As revealed by this Microsoft memo to Windows Store app developers, price tiers will be organized according to actual currency. This is contrary to Microsoft’s other platforms, such as the Xbox 360, which utilize the company’s proprietary Microsoft Points system.
Notably, in an attached FAQ about price tiers, there is absolutely no mention of Microsoft Points. Everything is listed in direct currency.
Currently, the Windows 8 beta does not support app sales, and these changes are expected to ship with the ready-to-manufacture versions of Windows 8.
Analysis: While gamers are okay with using banana dollars to make their purchases, in-house currency like Microsoft Points are often confusing and feel unprofessional to uninitiated customers. Since Microsoft is gearing Windows 8 up to compete against the lucrative mobile app market, which already uses real cash payments as an industry standard, it makes sense for Microsoft to move away from Microsoft Points. They’re trying to appeal to a broader market that might take offense to having to use an in-house currency, and Microsoft feels that its time to move on.

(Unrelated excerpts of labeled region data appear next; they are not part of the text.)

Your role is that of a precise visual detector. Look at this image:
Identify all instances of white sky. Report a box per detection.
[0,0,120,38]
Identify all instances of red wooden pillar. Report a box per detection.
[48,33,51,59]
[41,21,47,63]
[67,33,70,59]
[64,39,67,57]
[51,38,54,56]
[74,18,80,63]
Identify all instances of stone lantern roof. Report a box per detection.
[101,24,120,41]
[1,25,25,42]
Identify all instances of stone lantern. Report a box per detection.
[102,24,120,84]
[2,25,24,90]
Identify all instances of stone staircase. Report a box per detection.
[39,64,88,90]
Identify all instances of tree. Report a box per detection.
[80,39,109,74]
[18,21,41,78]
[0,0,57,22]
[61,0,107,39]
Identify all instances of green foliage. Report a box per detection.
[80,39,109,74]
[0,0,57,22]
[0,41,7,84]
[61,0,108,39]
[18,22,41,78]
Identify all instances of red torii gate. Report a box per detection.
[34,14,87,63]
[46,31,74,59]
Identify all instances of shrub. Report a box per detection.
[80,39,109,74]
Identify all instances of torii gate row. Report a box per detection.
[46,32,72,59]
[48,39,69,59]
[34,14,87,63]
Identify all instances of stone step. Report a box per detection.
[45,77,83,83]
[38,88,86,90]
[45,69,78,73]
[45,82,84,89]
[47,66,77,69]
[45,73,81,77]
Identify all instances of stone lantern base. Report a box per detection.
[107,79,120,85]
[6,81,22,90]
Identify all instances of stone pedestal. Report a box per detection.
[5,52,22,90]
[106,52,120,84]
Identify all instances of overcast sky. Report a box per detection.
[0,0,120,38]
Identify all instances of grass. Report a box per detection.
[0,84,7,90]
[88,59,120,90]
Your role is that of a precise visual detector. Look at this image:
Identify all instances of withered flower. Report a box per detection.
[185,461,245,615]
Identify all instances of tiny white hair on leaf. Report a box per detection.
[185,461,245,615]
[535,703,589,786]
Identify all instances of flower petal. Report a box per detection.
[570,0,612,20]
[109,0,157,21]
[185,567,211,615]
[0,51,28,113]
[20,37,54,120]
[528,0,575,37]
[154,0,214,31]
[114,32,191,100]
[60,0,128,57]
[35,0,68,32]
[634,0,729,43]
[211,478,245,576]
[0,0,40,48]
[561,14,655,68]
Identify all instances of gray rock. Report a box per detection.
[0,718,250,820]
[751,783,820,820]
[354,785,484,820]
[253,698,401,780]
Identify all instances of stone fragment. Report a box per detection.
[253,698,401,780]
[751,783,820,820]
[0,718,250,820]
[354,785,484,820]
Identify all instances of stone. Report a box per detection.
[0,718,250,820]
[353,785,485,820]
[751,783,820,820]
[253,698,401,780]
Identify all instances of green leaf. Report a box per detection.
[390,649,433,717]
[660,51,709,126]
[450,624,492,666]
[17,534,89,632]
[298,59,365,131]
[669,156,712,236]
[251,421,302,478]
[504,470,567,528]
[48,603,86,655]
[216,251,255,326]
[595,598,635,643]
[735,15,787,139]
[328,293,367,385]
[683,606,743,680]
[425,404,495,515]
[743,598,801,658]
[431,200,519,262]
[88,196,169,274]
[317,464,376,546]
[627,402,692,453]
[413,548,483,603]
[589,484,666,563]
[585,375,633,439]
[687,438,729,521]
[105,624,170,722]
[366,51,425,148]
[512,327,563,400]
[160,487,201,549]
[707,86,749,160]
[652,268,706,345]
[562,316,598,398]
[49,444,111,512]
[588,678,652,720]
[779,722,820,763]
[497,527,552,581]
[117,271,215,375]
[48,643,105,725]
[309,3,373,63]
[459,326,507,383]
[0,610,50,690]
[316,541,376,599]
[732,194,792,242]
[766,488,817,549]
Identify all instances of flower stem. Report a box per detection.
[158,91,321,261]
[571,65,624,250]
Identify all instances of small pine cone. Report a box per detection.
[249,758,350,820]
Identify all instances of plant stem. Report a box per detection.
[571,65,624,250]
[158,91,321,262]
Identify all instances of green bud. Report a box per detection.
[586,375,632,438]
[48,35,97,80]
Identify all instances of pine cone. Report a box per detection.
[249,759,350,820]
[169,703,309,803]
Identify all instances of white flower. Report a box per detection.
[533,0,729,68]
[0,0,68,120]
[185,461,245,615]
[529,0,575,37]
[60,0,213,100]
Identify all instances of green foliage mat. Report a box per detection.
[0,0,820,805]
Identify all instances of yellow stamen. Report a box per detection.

What isn’t as clear is whether or not these changes will reflect a permanent shift in Microsoft’s ideology. Will this move to real currency purchases spill over to Microsoft’s other platforms? There have been rumors asserting as much, but Microsoft has yet to formally announce any such strategy. On one hand, there’s no real need to move away from Microsoft Points on platforms such as the Xbox 360. Gamers may prefer actual money purchases, but historically, they’ve shown that they are ready and willing to accept payment schemes like Microsoft Points, which do tend to force customers to pay more money for content over time. On the other hand, Microsoft may feel like it has outgrown Microsoft Points, and the company may wish to transition their entire media sales business to a real currency system. Ultimately, only time will tell, but this new development for Windows 8 may be Microsoft tipping their hand a bit, so to speak.